The Sony Ericsson Live with Walkman is an Android smartphone from Sony Ericsson. It is a music-focused smart phone running Android 2.3 (Gingerbread customized with Sony Ericsson's four-corner UI), powered by a 1 GHz processor. The screen is 3.2" TFT with HVGA resolution and scratch-resistant coating. The phone measures 56.5 x 106 x 14.2 mm and weighs 115g, making it slightly taller and heavier than the Xperia mini but its specs are similar.

There are two models of this device available, WT19i which works with HSDPA 900/2100 3G networks and WT19a which works with HSDPA 850/1900/2100 networks.

== Hardware ==
The display is a 3.2 inch capacitive touchscreen with a resolution of 320 × 480. It supports multi-touch, is scratch resistant and is capable of displaying 16,777,216 colours. The phone has a 3.5 mm audio jack of the OMTP standard which rendered some headphones with mic that used the CTIA standard unusable with this phone. This caused much frustration among users that they had to be stuck with the supplied headphones and since this was a music-oriented phone.

The camera is a 5 megapixels and is capable of recording video at 720p high-definition.

Some units of this phone made a slight hissing noise when connected to an external audio amplifier. This issue appeared to be widespread.

== Software ==
The Live with Walkman operates on Android 2.3 (Gingerbread) with a slightly changed launcher. The device is compatible with Android 4.0 (Ice Cream Sandwich), and Sony released an official update to 4.0 for unlocked units in early June 2012. Availability of the update for branded/carrier locked units is dependent on the carrier to offer it. Many users who updated their phones faced many problems regarding the stability of the device. They experienced slowness along with various bugs which hindered the user experience further. The LED notification of this phone would not work after receiving an SMS or MMS. But, would work in case of an missed call. This being one of the many major bugs faced by the users. These bugs are believed to be present on all 2011 Xperia phones that upgraded to the ICS firmware. Being frustrated, some users downgraded to the Android Gingerbread 2.3.4 firmware through unofficial methods. Sony is yet to release a firmware that fixes these issues.
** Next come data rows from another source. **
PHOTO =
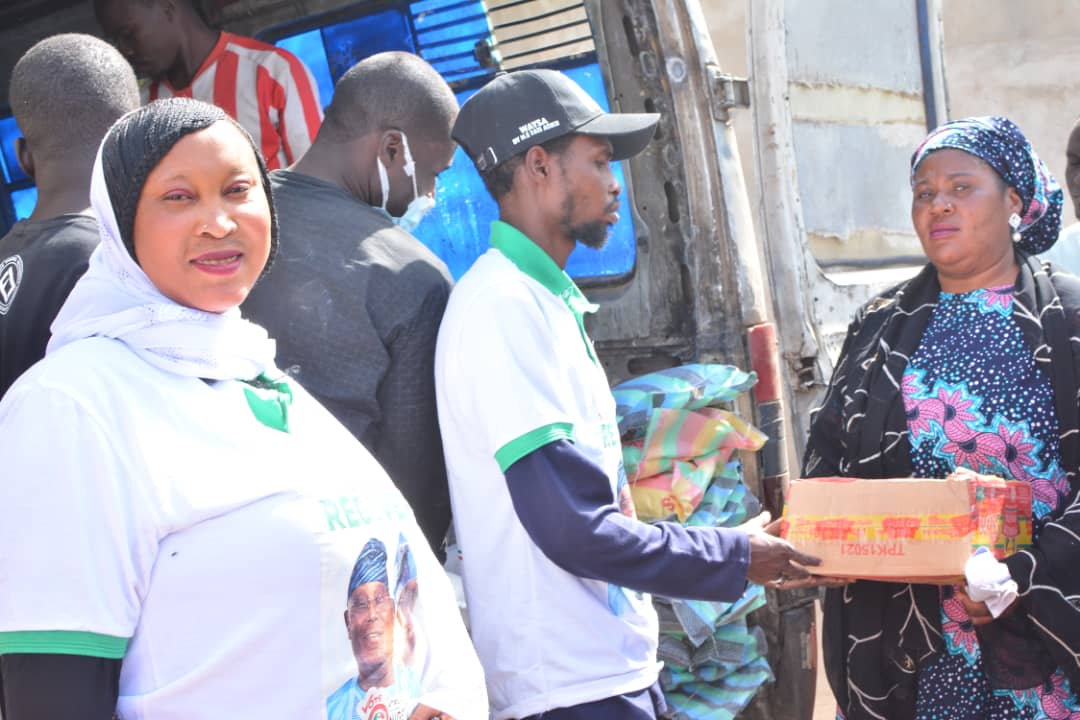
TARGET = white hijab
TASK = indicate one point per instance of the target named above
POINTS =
(116, 299)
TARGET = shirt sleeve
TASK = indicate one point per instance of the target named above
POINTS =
(75, 542)
(518, 395)
(407, 443)
(564, 501)
(302, 113)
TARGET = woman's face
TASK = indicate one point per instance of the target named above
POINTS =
(202, 223)
(960, 211)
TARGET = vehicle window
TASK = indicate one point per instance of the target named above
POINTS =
(468, 43)
(17, 193)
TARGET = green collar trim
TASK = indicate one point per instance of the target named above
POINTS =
(269, 401)
(539, 266)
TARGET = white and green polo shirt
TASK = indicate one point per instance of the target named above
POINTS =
(515, 370)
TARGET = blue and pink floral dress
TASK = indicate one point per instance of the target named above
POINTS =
(974, 398)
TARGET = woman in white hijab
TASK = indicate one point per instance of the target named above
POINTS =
(179, 524)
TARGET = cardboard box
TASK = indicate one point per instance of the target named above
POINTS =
(909, 529)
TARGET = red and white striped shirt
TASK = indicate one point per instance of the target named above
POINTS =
(268, 91)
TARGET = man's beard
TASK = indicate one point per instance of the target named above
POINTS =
(591, 234)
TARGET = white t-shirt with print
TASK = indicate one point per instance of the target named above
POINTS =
(150, 516)
(512, 369)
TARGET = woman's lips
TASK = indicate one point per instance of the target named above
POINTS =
(219, 262)
(939, 231)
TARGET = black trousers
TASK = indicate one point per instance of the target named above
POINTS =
(643, 705)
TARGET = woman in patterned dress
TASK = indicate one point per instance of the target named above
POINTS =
(972, 364)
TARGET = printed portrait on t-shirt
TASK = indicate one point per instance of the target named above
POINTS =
(378, 627)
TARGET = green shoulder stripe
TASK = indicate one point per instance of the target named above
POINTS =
(64, 642)
(517, 448)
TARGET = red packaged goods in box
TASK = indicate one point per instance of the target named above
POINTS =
(920, 529)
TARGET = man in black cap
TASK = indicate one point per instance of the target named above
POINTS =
(529, 430)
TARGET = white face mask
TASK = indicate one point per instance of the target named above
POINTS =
(420, 204)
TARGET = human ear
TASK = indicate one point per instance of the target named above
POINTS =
(537, 162)
(24, 157)
(390, 147)
(1013, 201)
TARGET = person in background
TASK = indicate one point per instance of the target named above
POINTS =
(1066, 252)
(65, 93)
(177, 518)
(267, 90)
(555, 573)
(972, 364)
(353, 299)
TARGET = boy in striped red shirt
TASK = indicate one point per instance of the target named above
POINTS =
(268, 90)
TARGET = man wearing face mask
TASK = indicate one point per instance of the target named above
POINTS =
(353, 300)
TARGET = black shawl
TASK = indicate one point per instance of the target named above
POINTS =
(878, 635)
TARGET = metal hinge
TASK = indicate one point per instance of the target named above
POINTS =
(727, 92)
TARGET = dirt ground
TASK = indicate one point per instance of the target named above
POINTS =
(824, 706)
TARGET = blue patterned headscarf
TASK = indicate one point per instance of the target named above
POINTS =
(1000, 144)
(370, 566)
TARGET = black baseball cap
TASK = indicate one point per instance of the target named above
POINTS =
(517, 110)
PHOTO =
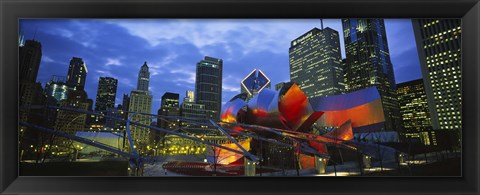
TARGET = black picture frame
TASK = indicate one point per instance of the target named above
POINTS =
(12, 10)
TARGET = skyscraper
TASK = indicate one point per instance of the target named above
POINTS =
(141, 101)
(414, 109)
(30, 55)
(169, 107)
(106, 93)
(195, 112)
(278, 86)
(254, 82)
(439, 51)
(315, 63)
(68, 121)
(208, 86)
(77, 73)
(368, 64)
(143, 78)
(57, 88)
(189, 96)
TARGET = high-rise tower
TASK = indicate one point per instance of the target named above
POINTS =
(368, 64)
(143, 78)
(208, 86)
(315, 63)
(106, 93)
(141, 102)
(439, 50)
(77, 73)
(30, 55)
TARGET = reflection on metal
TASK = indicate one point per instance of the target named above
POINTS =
(289, 112)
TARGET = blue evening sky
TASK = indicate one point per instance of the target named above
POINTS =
(172, 47)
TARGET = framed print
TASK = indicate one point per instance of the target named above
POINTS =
(239, 97)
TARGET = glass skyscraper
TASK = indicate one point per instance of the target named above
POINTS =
(208, 86)
(439, 50)
(368, 64)
(141, 101)
(30, 55)
(414, 110)
(315, 63)
(57, 88)
(77, 73)
(168, 107)
(106, 93)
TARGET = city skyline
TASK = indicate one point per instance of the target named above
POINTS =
(255, 46)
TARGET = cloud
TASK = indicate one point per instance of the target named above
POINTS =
(113, 62)
(47, 59)
(249, 35)
(156, 68)
(184, 75)
(231, 88)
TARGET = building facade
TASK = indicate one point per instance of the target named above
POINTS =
(30, 55)
(414, 109)
(195, 112)
(77, 73)
(168, 107)
(141, 102)
(143, 78)
(368, 64)
(315, 63)
(106, 93)
(208, 86)
(68, 121)
(439, 51)
(57, 88)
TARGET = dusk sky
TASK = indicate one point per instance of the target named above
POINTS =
(172, 47)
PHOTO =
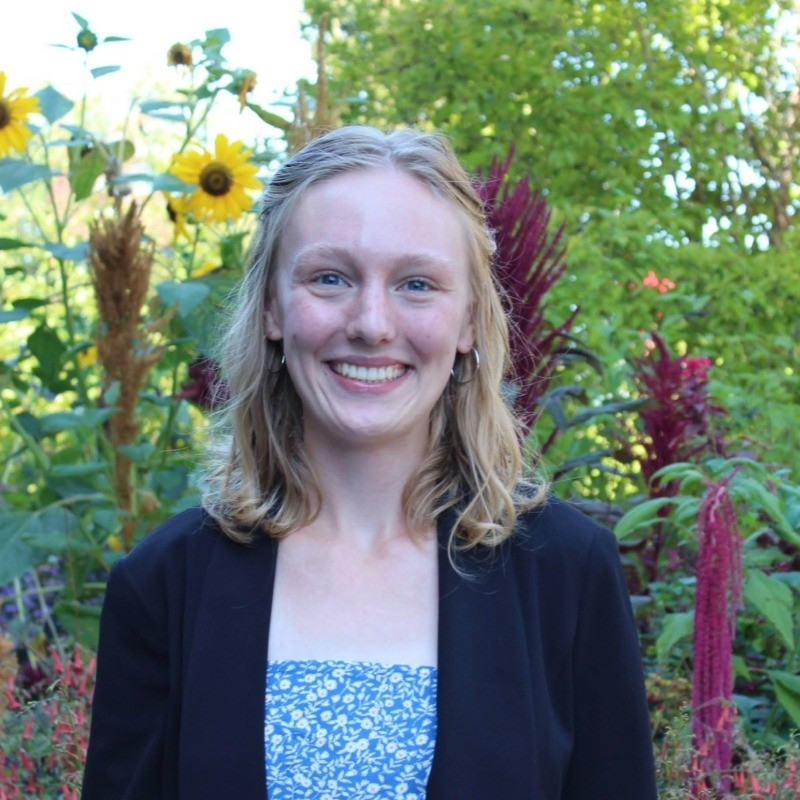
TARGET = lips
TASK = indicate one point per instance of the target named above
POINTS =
(365, 374)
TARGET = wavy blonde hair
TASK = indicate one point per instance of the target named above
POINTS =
(259, 477)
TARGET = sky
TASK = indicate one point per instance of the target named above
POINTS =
(265, 38)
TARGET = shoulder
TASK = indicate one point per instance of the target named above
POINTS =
(556, 544)
(557, 525)
(169, 558)
(192, 529)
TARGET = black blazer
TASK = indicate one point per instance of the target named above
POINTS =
(540, 690)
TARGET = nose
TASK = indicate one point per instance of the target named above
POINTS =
(371, 316)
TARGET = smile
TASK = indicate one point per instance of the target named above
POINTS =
(368, 374)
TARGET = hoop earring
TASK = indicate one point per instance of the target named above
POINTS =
(280, 366)
(474, 371)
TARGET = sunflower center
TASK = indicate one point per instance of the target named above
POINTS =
(216, 179)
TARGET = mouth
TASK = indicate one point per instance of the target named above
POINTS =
(368, 374)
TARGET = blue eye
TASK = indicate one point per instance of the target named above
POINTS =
(418, 285)
(328, 279)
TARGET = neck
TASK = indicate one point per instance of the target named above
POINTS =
(362, 489)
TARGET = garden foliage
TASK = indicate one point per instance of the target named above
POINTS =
(643, 201)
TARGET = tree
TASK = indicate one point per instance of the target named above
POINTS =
(664, 135)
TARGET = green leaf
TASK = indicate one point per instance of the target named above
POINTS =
(111, 395)
(146, 106)
(773, 599)
(53, 104)
(643, 515)
(48, 349)
(76, 253)
(187, 296)
(78, 470)
(16, 556)
(15, 173)
(218, 36)
(676, 628)
(12, 244)
(682, 471)
(759, 495)
(166, 182)
(270, 117)
(139, 453)
(66, 420)
(787, 690)
(30, 303)
(80, 621)
(13, 314)
(98, 72)
(87, 170)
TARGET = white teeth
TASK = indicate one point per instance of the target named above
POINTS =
(368, 374)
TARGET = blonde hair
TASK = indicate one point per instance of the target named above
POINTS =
(259, 477)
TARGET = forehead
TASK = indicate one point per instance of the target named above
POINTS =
(381, 212)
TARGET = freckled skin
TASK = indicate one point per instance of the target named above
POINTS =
(372, 271)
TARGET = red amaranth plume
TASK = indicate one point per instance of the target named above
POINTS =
(719, 594)
(204, 387)
(676, 427)
(676, 420)
(527, 264)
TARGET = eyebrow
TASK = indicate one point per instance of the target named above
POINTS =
(421, 258)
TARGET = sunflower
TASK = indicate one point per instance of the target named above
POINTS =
(14, 110)
(221, 179)
(178, 206)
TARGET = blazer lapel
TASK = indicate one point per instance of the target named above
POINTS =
(485, 741)
(222, 735)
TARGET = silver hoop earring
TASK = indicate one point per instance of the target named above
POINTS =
(280, 366)
(476, 356)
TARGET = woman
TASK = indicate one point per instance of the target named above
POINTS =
(373, 601)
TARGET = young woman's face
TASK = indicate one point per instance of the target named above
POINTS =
(372, 302)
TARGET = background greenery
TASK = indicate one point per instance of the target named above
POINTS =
(664, 139)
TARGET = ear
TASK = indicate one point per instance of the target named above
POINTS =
(466, 336)
(272, 321)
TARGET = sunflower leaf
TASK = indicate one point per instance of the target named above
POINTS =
(13, 315)
(166, 182)
(15, 173)
(88, 169)
(98, 72)
(187, 296)
(12, 244)
(53, 104)
(76, 253)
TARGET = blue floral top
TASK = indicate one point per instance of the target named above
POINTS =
(343, 730)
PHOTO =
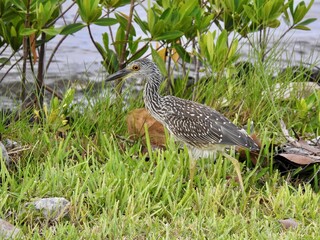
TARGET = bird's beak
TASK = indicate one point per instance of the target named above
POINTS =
(123, 73)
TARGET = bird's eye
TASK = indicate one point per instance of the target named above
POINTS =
(136, 67)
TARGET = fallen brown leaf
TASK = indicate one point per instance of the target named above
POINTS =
(299, 159)
(289, 223)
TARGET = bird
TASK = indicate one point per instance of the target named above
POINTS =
(202, 129)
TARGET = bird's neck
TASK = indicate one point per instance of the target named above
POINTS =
(151, 96)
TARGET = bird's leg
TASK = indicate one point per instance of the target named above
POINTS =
(192, 169)
(236, 165)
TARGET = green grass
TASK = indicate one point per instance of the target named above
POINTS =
(117, 194)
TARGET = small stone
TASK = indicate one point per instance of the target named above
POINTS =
(8, 231)
(4, 154)
(56, 207)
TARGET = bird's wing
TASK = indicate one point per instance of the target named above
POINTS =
(201, 126)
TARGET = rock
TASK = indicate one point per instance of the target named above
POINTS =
(5, 155)
(55, 208)
(9, 231)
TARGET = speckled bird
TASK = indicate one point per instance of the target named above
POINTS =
(198, 126)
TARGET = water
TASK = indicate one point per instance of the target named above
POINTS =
(78, 60)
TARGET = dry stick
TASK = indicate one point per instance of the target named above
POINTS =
(25, 54)
(40, 76)
(123, 53)
(12, 66)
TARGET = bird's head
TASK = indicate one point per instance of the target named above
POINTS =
(139, 68)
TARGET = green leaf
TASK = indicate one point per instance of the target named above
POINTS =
(139, 53)
(274, 24)
(52, 31)
(173, 35)
(299, 13)
(308, 21)
(251, 13)
(182, 53)
(142, 24)
(72, 28)
(106, 21)
(159, 61)
(5, 60)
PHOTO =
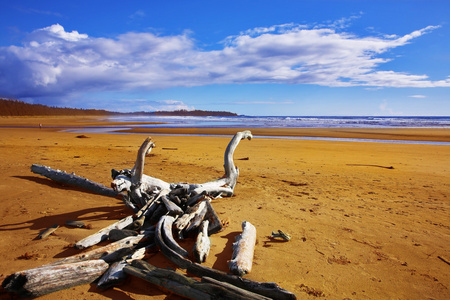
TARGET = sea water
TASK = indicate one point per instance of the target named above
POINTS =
(287, 121)
(278, 122)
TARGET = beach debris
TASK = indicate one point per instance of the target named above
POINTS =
(72, 179)
(48, 231)
(78, 224)
(281, 234)
(377, 166)
(444, 259)
(243, 249)
(48, 279)
(203, 243)
(159, 210)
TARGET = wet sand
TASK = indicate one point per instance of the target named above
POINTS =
(360, 229)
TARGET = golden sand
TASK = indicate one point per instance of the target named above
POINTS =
(360, 229)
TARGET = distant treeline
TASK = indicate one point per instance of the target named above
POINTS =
(19, 108)
(194, 113)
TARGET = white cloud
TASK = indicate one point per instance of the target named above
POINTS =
(54, 61)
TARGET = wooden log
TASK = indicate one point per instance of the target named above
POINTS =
(215, 225)
(44, 234)
(118, 234)
(197, 221)
(243, 249)
(115, 274)
(143, 183)
(186, 286)
(102, 234)
(203, 243)
(183, 222)
(78, 224)
(164, 230)
(72, 179)
(125, 245)
(235, 289)
(145, 149)
(231, 172)
(46, 280)
(172, 208)
(175, 283)
(268, 289)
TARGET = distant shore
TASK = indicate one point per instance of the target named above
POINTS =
(367, 220)
(60, 123)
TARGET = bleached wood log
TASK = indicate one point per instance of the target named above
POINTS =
(123, 245)
(243, 249)
(46, 280)
(185, 286)
(197, 221)
(182, 222)
(203, 243)
(102, 234)
(234, 288)
(115, 274)
(172, 208)
(163, 234)
(44, 234)
(268, 289)
(72, 179)
(138, 183)
(215, 225)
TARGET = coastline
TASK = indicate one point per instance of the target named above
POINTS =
(359, 228)
(61, 123)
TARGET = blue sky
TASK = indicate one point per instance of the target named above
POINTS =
(250, 57)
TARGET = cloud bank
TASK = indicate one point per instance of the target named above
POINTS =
(55, 62)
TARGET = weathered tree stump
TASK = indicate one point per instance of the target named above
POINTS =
(46, 280)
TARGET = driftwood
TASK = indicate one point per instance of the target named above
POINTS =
(243, 249)
(203, 243)
(45, 280)
(115, 274)
(186, 286)
(158, 206)
(48, 231)
(102, 234)
(108, 253)
(139, 186)
(268, 289)
(72, 179)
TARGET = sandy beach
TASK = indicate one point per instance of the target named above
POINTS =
(367, 220)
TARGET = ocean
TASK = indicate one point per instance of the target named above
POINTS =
(279, 122)
(289, 121)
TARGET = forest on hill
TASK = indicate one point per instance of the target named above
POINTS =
(19, 108)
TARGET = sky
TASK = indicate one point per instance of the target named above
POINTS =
(251, 57)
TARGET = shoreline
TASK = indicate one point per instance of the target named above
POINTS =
(360, 229)
(366, 133)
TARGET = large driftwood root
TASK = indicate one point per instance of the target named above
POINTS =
(140, 187)
(160, 208)
(243, 249)
(72, 179)
(45, 280)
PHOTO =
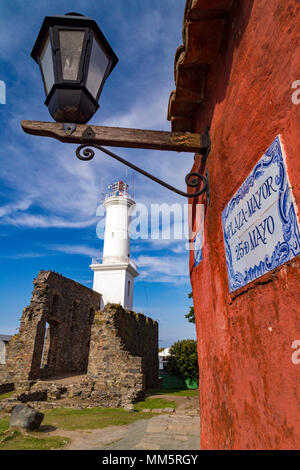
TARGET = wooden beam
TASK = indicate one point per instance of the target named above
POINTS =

xLOUD audio enhancement, which boosts the volume of the music and notifications and improves speaker performance.

===CyanogenMod and other Operating System replacement===
It is possible for the user to install replacement firmware (including CyanogenMod) after the phone has been unlocked using Sony's Bootloader Unlock Tool (which is only available for out-of-box carrier-unlocked devices). After unlocking the phone with the unlock tool and Fastboot, the user may install the replacement firmware.

The last supported official CyanogenMod was version 10 (based on Android 4.1 Jelly Bean), however, nightly builds exist for newer versions (including CyanogenMod 10.1, 10.2, 11, and 12 which is based on Android 5.0 Lollipop).